Dividends declared by the Company's Board of Directors are payable on the outstanding shares of Class A Common Stock or both Class A Common Stock and Class B Common Stock, as determined by the Board of Directors (the Board). If the Board declares a dividend on both classes of stock, then the holder of each share of Class A Common Stock is entitled to receive a dividend that is 10% more than the dividend declared on each share of Class B Common Stock. Stock dividends declared can only be paid in shares of Class A Common Stock. The Company currently intends to retain all earnings to support its operations and future growth and, therefore, does not anticipate the declaration or payment of cash dividends on its common stock in the foreseeable future.
Offerings
On December 13, 2016, the Company completed a public offering of 4,000,000 shares of Class A common stock at $75.00 per share. The Company received net proceeds of $285.8 million after deducting underwriting discounts and commissions and offering expenses from the sale of its Class A common stock. The Company's basic shares outstanding for the year ended December 31, 2016 included weighted average shares of 131,148 as a result of the public offering of Class A common stock. The Company intends to use the net proceeds from the offering to partially fund the acquisition of Pentalver Transport Limited and to repay indebtedness. See Note 3, Changes in Operations, for additional information regarding the Company's acquisition of Pentalver.
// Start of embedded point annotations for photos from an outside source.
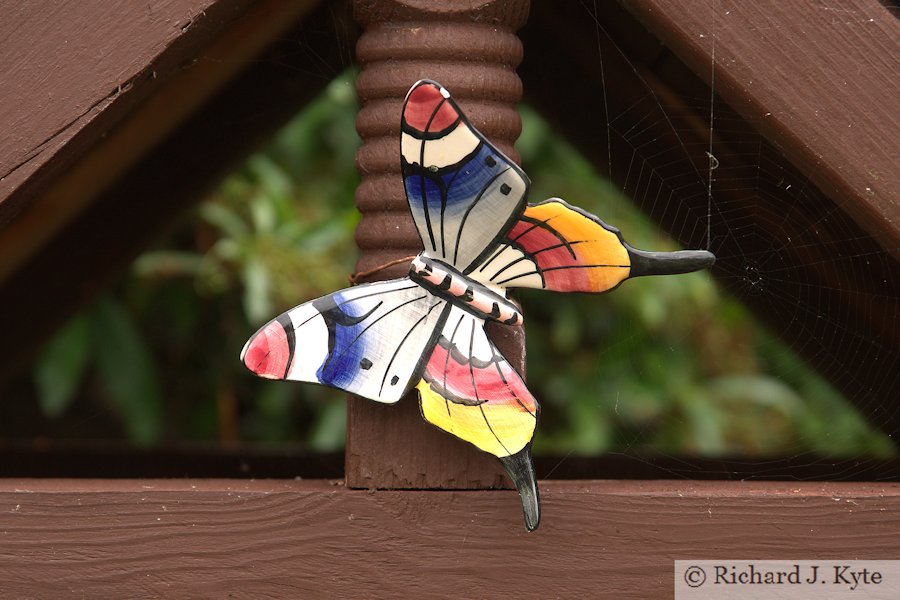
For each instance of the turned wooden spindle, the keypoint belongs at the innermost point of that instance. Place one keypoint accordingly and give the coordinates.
(471, 48)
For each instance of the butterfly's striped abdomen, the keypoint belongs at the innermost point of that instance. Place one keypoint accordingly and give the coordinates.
(447, 283)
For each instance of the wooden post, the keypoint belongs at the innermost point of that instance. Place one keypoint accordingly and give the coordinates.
(470, 48)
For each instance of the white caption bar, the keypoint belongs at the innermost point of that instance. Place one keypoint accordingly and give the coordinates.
(789, 579)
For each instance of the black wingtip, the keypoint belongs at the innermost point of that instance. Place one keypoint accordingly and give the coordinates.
(521, 470)
(668, 263)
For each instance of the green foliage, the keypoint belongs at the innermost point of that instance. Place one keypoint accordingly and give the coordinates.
(667, 364)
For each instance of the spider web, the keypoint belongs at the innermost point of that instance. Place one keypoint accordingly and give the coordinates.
(818, 280)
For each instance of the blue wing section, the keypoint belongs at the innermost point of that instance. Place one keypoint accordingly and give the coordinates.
(369, 340)
(464, 194)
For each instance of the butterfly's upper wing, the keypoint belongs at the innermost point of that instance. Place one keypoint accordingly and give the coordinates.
(464, 194)
(370, 340)
(558, 247)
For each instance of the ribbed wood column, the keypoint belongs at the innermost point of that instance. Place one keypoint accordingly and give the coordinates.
(471, 48)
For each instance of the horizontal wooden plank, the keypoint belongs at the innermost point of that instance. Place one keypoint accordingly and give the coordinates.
(819, 81)
(305, 539)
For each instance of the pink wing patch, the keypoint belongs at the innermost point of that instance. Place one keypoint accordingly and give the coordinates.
(480, 400)
(427, 110)
(569, 251)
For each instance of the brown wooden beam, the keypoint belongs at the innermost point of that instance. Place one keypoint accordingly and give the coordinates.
(818, 81)
(785, 247)
(128, 183)
(79, 124)
(316, 539)
(472, 50)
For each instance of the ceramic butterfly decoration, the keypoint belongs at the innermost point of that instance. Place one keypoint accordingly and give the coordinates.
(426, 331)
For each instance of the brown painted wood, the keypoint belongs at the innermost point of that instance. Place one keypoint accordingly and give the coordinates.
(316, 539)
(791, 251)
(472, 50)
(819, 81)
(70, 75)
(176, 164)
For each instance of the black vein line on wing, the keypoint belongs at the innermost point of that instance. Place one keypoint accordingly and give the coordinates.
(403, 341)
(379, 318)
(587, 267)
(462, 223)
(497, 362)
(542, 271)
(446, 193)
(354, 299)
(428, 226)
(510, 264)
(545, 225)
(447, 360)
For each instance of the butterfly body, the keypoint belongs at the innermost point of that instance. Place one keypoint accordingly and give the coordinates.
(445, 282)
(426, 331)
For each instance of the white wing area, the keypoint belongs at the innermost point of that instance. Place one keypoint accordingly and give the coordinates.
(368, 340)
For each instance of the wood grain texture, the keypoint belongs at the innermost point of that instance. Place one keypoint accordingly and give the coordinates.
(75, 72)
(316, 539)
(472, 50)
(819, 79)
(247, 87)
(812, 271)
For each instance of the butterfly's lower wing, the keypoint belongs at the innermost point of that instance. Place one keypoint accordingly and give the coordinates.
(371, 340)
(470, 390)
(556, 246)
(463, 193)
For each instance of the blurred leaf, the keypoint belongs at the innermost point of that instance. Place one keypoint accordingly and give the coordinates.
(223, 217)
(127, 371)
(167, 263)
(61, 366)
(257, 301)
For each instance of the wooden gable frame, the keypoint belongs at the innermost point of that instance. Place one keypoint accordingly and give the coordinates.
(88, 180)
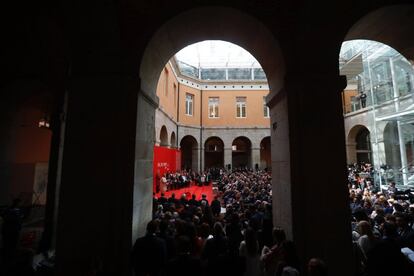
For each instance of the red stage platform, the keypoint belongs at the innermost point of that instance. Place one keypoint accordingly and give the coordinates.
(189, 191)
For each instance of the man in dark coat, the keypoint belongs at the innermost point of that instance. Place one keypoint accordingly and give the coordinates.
(149, 253)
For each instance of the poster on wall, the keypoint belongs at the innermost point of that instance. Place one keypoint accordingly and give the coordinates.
(40, 183)
(165, 160)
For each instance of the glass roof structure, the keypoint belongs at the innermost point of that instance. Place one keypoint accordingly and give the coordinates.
(216, 60)
(380, 72)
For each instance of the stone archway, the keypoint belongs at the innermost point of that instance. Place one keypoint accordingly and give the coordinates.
(265, 153)
(163, 137)
(213, 153)
(359, 145)
(173, 140)
(189, 153)
(241, 153)
(230, 25)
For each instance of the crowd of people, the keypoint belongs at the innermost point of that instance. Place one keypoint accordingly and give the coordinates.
(184, 178)
(231, 235)
(233, 232)
(382, 224)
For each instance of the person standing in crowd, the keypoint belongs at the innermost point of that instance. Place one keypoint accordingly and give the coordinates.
(149, 253)
(249, 249)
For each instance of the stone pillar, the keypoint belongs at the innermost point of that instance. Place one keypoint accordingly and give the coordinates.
(255, 157)
(201, 158)
(195, 159)
(97, 178)
(351, 153)
(228, 157)
(308, 131)
(6, 145)
(144, 152)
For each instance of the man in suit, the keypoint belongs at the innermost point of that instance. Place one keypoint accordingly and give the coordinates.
(149, 253)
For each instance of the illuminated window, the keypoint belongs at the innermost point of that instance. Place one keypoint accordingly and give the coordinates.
(266, 112)
(189, 98)
(213, 103)
(241, 107)
(166, 82)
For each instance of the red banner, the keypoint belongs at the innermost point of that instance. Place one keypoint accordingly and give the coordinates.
(165, 160)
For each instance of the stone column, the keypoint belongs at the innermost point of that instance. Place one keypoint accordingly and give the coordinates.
(201, 158)
(255, 157)
(96, 191)
(228, 157)
(6, 147)
(195, 159)
(307, 132)
(351, 153)
(144, 152)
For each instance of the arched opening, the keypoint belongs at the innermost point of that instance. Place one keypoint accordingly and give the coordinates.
(213, 153)
(189, 153)
(265, 154)
(163, 137)
(363, 146)
(164, 44)
(379, 93)
(173, 141)
(241, 153)
(359, 145)
(29, 130)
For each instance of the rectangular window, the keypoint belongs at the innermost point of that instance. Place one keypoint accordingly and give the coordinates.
(241, 107)
(175, 94)
(189, 104)
(166, 82)
(213, 103)
(266, 112)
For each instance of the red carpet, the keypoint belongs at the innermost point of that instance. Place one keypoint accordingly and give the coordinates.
(189, 191)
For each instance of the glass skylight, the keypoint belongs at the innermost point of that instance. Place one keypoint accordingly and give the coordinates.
(216, 54)
(216, 60)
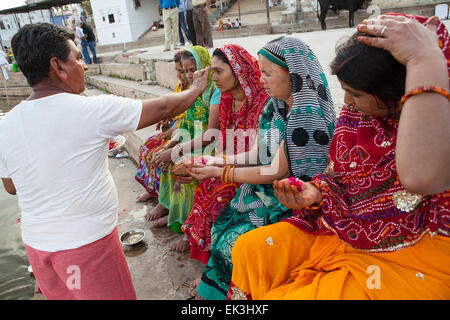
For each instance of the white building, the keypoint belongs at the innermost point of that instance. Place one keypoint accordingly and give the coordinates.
(10, 23)
(121, 21)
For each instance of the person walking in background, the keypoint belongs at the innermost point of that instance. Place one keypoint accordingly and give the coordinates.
(201, 23)
(66, 194)
(90, 42)
(80, 35)
(189, 9)
(182, 23)
(170, 20)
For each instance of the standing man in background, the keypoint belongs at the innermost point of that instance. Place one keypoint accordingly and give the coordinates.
(90, 39)
(189, 9)
(201, 23)
(80, 35)
(182, 23)
(170, 20)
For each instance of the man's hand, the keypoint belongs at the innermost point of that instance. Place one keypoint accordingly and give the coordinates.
(291, 198)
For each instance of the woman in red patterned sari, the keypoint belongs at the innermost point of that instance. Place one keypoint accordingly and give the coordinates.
(237, 75)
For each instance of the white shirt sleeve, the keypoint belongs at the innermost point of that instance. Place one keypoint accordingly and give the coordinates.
(3, 170)
(118, 115)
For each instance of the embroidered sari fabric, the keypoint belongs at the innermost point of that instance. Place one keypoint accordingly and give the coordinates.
(370, 239)
(148, 175)
(364, 203)
(178, 198)
(212, 194)
(256, 205)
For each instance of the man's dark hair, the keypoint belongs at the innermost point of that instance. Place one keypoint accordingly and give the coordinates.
(35, 44)
(371, 70)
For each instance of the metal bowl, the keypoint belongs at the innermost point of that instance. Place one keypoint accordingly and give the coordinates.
(132, 237)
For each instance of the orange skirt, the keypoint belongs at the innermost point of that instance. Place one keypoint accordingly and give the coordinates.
(283, 262)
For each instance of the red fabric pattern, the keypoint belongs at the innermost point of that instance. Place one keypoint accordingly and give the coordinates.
(359, 197)
(213, 195)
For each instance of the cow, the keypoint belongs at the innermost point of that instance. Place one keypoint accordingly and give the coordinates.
(334, 5)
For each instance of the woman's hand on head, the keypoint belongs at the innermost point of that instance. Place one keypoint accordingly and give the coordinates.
(200, 82)
(407, 40)
(291, 198)
(204, 172)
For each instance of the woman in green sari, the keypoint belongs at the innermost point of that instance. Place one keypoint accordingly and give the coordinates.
(176, 194)
(295, 130)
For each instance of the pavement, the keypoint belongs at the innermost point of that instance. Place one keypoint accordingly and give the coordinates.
(157, 272)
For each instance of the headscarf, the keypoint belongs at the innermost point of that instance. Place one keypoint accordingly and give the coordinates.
(203, 60)
(246, 70)
(312, 117)
(366, 204)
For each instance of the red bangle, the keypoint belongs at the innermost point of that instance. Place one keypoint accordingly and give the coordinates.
(419, 90)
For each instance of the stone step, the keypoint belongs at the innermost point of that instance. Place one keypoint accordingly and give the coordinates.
(124, 71)
(101, 84)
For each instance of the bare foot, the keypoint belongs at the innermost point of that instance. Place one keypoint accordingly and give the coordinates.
(158, 212)
(161, 222)
(145, 197)
(180, 246)
(193, 286)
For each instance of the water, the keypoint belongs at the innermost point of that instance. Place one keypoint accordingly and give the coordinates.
(15, 280)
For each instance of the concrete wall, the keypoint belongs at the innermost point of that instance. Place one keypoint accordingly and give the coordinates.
(311, 5)
(141, 18)
(12, 23)
(129, 22)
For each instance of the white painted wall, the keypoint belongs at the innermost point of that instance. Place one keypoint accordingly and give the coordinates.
(129, 22)
(11, 23)
(141, 18)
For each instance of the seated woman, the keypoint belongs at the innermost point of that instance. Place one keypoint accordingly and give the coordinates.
(236, 74)
(295, 130)
(176, 194)
(147, 174)
(357, 233)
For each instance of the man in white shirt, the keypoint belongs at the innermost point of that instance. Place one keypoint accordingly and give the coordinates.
(53, 155)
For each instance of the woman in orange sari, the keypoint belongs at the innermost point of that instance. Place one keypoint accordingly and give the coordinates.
(357, 233)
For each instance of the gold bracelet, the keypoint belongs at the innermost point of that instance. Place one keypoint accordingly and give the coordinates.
(224, 158)
(232, 174)
(224, 173)
(317, 206)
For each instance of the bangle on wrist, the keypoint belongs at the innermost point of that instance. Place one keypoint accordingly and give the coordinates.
(232, 174)
(419, 90)
(224, 158)
(316, 205)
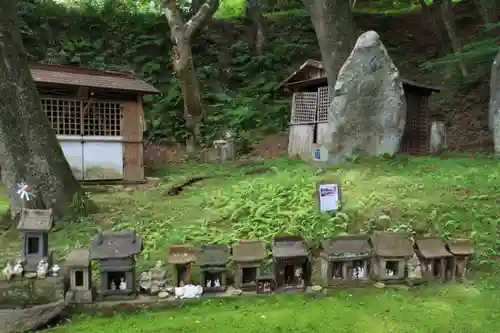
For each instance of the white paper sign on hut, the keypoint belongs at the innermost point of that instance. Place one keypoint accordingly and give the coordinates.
(329, 197)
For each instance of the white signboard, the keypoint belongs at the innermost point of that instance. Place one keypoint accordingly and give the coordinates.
(329, 197)
(320, 154)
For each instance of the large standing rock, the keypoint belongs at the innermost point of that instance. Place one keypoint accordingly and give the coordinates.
(494, 109)
(368, 112)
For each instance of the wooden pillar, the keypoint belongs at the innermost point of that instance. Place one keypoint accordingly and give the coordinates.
(133, 161)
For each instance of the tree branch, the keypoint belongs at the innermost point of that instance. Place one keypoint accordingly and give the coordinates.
(206, 10)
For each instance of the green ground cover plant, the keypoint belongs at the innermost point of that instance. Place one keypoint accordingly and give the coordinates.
(457, 308)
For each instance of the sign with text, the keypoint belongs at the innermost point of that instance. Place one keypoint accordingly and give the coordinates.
(319, 154)
(328, 196)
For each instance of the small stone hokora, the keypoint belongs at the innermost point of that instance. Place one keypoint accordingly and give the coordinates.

On September 19, 2012, the Company completed a public offering of 2,300,000 Tangible Equity Units (TEUs), which included 300,000 TEUs issued as a result of the underwriters' exercise of their over-allotment option, with a stated amount of $100 per unit on September 19, 2012. Each TEU consisted of a prepaid stock purchase contract (Purchase Contract) and a senior amortizing note due October 1, 2015 (Amortizing Note) issued by the Company. On October 1, 2015, the Company settled the prepaid stock purchase contract component of the TEUs with the delivery of 3,539,240 shares of its Class A Common Stock. Accordingly, the 3,539,240 shares were included in the Company's weighted average Class A common shares outstanding - basic and diluted for the year ended December 31, 2015. The Company's basic and diluted EPS calculations for the year ended December 31, 2014 included 2,841,650 shares to reflect the weighted average shares issuable upon settlement of the prepaid stock purchase contract component of the TEUs. For purposes of determining the number of shares included in the calculation, the Company used the market price of its Class A Common Stock at the period end date.
Share Repurchase
On September 29, 2015, the Board authorized the repurchase of up to $300.0 million of the Company's Class A Common Stock, subject to certain limitations. See Note 8, Long-Term Debt for additional information. Through December 31, 2016, the Company has not repurchased any shares of Class A Common Stock under this authorization.